By PAULA TRACY, InDepthNH.org
CONCORD – In a roundtable press availability on Wednesday following the Executive Council meeting, Gov. Chris Sununu discussed the unsolved double homicide of a Concord couple and the Massachusetts report from the child advocate on Harmony Montgomery, the missing Manchester girl.
CONCORD HOMICIDE
Fourteen days after Stephen and Wendy Reid of Concord were found shot to death on the Broken Ground trails in Concord not far from their home, there have been scant details and no arrests.
The governor said he is receiving almost daily briefings from Attorney General John Formella on the case.
The Concord Police Department is heading up the double murder investigation with help from the FBI and New Hampshire State Police. Sununu said from what he has been told, Concord Police are doing a good job.

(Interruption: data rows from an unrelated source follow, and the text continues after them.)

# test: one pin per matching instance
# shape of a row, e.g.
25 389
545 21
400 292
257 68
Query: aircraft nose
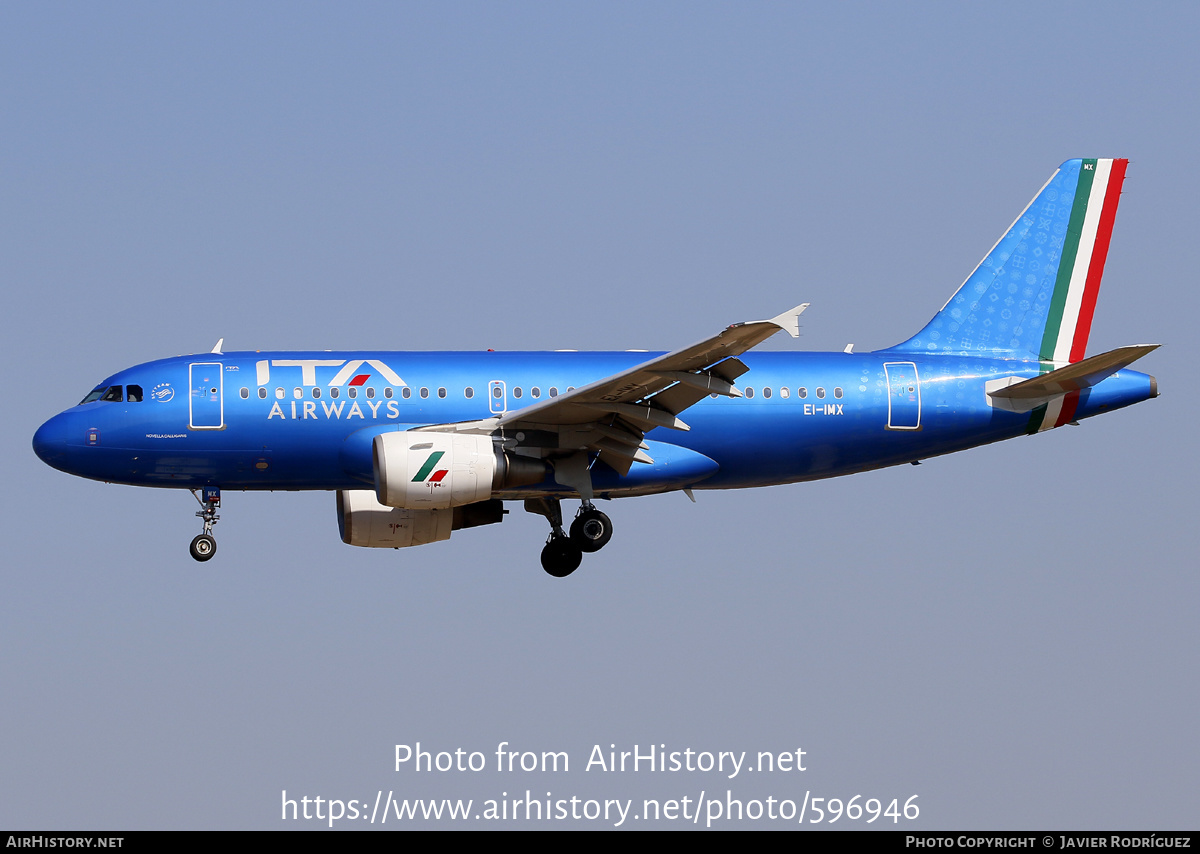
51 441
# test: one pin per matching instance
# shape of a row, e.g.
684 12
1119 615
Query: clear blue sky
1008 633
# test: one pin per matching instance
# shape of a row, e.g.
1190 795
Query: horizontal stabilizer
1083 374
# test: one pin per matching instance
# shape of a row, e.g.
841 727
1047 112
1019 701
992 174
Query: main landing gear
563 552
204 546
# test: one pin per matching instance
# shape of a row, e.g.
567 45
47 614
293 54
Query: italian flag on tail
1084 252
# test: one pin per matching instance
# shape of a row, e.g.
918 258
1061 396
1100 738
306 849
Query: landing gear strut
204 546
563 553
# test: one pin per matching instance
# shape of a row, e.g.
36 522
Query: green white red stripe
1084 252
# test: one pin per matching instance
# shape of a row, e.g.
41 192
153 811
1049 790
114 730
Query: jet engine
429 470
363 521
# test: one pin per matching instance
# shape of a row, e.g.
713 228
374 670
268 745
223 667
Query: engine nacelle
363 521
430 470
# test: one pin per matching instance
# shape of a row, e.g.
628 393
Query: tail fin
1033 295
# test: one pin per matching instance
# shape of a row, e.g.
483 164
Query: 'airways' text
309 409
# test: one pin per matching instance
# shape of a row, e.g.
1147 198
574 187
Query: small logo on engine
436 477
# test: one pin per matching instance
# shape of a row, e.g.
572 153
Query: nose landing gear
204 545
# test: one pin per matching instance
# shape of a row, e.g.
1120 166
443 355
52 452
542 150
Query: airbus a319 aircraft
418 445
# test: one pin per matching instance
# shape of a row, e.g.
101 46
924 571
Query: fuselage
305 420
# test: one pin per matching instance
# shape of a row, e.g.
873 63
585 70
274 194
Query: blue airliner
418 445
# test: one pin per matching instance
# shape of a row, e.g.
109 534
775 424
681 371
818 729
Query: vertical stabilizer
1033 294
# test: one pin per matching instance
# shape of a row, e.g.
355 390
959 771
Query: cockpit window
111 392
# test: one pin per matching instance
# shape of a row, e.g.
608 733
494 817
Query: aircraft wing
612 415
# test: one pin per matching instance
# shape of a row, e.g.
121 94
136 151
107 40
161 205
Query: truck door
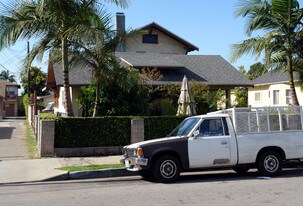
211 144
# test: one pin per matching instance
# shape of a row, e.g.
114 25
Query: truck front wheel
270 163
241 169
166 169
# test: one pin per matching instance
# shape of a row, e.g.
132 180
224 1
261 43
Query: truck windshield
185 127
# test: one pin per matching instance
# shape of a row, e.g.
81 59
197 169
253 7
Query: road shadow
232 176
6 132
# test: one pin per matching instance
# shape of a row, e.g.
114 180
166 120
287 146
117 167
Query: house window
257 96
11 93
150 38
276 97
288 96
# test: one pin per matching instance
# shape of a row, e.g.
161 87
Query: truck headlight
140 152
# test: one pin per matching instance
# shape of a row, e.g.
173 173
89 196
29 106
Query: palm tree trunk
67 98
97 100
293 93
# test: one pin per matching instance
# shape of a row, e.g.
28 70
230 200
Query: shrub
25 101
157 127
92 132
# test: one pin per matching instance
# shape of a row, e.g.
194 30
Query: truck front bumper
134 164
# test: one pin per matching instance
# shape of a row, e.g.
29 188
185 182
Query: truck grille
130 152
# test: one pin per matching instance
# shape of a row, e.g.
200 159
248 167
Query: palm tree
281 20
5 75
54 23
97 51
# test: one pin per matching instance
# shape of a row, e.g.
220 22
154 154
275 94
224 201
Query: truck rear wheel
270 163
166 169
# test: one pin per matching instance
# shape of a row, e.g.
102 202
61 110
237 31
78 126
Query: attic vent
150 38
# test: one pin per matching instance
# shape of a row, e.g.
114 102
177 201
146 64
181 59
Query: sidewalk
19 171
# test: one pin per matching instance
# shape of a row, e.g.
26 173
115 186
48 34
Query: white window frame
257 94
276 97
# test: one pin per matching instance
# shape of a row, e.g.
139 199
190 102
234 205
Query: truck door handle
224 142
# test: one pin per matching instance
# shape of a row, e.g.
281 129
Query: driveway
12 139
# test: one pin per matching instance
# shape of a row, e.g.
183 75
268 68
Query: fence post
46 138
137 130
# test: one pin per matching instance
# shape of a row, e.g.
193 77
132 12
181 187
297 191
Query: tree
37 81
54 23
97 50
241 94
121 95
281 20
5 75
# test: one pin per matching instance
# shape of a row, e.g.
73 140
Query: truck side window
211 127
226 131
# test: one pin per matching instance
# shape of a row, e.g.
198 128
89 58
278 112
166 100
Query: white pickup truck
239 138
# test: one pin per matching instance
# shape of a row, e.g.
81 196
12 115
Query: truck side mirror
196 133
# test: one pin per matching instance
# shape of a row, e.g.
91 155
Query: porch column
228 98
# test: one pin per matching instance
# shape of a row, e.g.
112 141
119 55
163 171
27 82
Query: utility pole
28 72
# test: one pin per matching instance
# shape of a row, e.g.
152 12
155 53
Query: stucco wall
266 95
75 93
165 45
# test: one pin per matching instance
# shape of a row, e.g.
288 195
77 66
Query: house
155 47
272 89
8 99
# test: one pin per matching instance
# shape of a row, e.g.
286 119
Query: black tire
270 163
241 169
166 169
145 174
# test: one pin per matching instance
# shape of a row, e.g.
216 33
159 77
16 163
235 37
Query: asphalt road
208 188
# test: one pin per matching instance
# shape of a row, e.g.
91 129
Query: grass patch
31 142
90 167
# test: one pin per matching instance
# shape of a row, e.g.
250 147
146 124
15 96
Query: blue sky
208 24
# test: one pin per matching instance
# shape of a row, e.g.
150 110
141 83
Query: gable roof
210 69
274 77
78 75
190 47
8 83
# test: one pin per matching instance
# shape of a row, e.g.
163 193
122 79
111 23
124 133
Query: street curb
91 174
101 174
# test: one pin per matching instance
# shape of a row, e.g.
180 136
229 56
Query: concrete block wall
46 141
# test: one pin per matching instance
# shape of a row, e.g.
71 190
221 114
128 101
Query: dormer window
150 39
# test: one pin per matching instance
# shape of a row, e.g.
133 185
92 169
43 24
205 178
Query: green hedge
158 127
92 132
107 131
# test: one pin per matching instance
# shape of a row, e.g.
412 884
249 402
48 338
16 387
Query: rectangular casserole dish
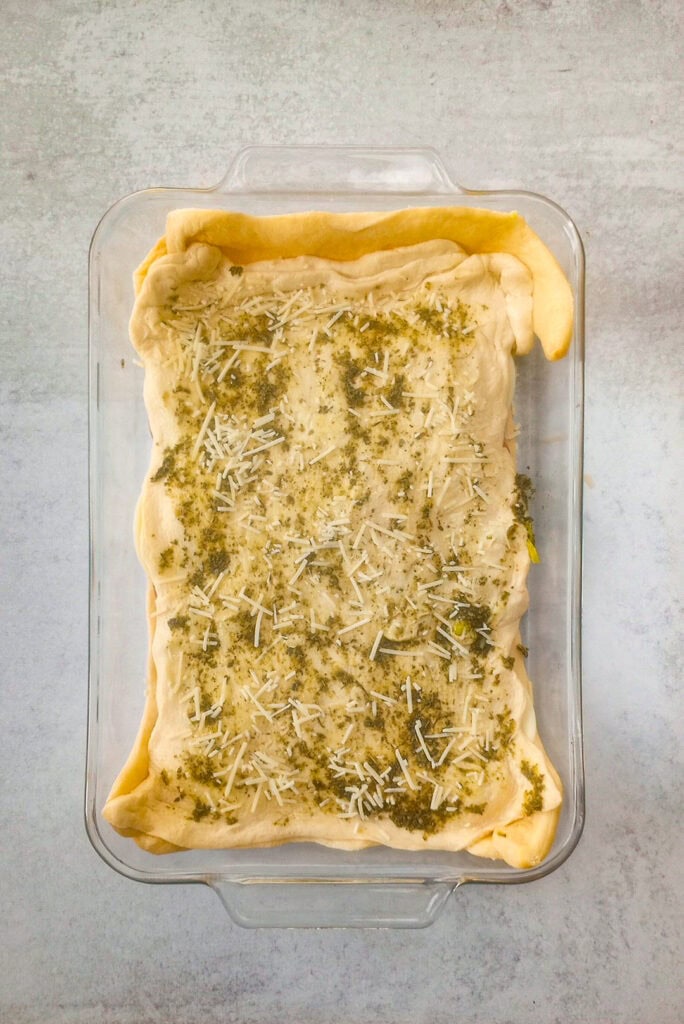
305 884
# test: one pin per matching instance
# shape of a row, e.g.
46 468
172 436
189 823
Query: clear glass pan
304 884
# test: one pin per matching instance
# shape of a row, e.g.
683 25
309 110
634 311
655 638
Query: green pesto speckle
533 799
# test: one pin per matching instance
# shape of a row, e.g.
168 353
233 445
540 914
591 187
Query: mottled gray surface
578 100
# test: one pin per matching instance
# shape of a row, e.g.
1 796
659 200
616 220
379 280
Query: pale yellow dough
503 287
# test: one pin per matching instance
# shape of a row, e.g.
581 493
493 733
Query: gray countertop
576 100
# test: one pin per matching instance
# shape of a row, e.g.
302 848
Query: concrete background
579 100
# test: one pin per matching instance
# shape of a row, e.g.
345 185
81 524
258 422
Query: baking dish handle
348 169
313 904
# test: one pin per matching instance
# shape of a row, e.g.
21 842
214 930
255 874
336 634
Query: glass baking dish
304 884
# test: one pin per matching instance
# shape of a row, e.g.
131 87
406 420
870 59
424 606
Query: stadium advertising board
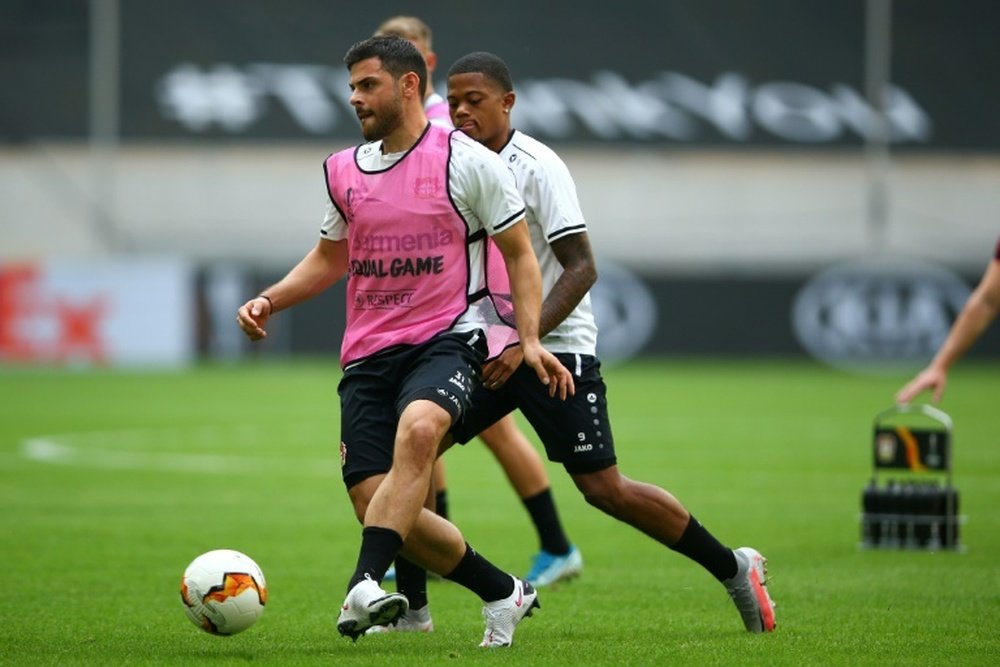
720 73
107 313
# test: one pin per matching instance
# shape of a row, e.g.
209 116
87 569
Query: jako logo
862 314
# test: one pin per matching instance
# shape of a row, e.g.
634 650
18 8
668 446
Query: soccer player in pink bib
418 219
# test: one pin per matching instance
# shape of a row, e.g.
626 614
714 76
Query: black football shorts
576 432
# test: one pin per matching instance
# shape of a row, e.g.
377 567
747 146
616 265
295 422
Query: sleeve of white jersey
333 228
559 211
485 186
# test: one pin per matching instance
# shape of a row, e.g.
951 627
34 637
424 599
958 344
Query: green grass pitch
110 483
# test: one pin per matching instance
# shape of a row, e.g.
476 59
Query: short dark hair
398 57
488 64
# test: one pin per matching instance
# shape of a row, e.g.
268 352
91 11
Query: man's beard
385 122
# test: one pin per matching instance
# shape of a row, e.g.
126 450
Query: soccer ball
223 591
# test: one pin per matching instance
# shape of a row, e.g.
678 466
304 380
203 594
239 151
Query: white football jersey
552 211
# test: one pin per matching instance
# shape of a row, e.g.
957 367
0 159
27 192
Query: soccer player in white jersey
406 212
576 432
557 559
981 308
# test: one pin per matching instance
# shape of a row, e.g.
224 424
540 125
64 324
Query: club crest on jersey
427 187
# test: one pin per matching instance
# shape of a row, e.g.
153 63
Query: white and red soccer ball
224 592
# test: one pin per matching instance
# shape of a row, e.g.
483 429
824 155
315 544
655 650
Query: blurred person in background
980 309
557 558
416 331
576 432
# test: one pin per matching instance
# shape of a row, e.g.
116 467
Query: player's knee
600 490
421 437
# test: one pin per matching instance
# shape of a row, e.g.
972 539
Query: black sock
441 503
411 581
378 547
701 546
542 509
481 577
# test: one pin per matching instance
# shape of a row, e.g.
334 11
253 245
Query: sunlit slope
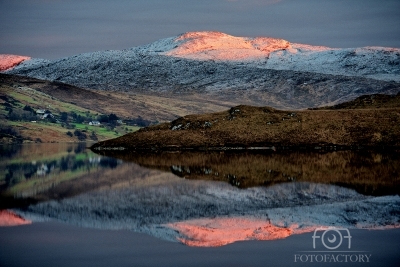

“They are putting all hands on deck. The AG, FBI, everybody is out there doing everything they can to find out what happened,” Sununu said. “My sense is they are not going to let up until they figure out exactly what happened and bring those individuals, or individual to justice.”
He would give no more details and said he heard what officials were saying to the public about being vigilant and what that means to him.
“As a citizen, when I hear that I think they are saying that for whatever reason they believe it was a single event. But obviously when you have something as horrific as a double murder in your community everyone has to be on high alert,” Sununu said.
HARMONY MONTGOMERY
The governor said he read quite a bit of the 100-page report issued by the Massachusetts Office of the Child Advocate Wednesday morning looking into the case of Harmony Montgomery of Manchester which is highly critical of the Bay State’s handling of the case.
It said the courts in Massachusetts gave custody to her father and she then went missing at age 5, two years ago. She remains missing.
Sununu said there was no assessment of her father’s condition to be a sole parent, even though he had a criminal record. He has been charged with assaulting the child but nothing related to her disappearance as efforts to find her continue.
“I will say this on the report: I thought it was done very well. It is very robust, very transparent, it looks like they looked at all the different issues that side of the border, which is exactly what you want, that sort of transparency so it brings it all to the forefront. That is the only way you can look at the systems in a detailed manner to look at where the barriers are and where the systems failed,” between states.
He said New Hampshire, which produced its own reflective analysis of the case several months ago, came to the conclusion that in a place like New England there is lots of border crossing between families.
He said interstate compacts need to be working and perhaps a national, comprehensive compact is needed.
There may be a national reform to ensure that cases like this one are not replicated and New Hampshire may play a role in reform.
“At the end of the day, it is clear that the system failed Harmony,” Sununu said. “The (Massachusetts) court did not put her needs first and that was very, very evident. When you are talking about a child welfare system and child protection, you protect the child you make that the priority and it did not happen in this case.”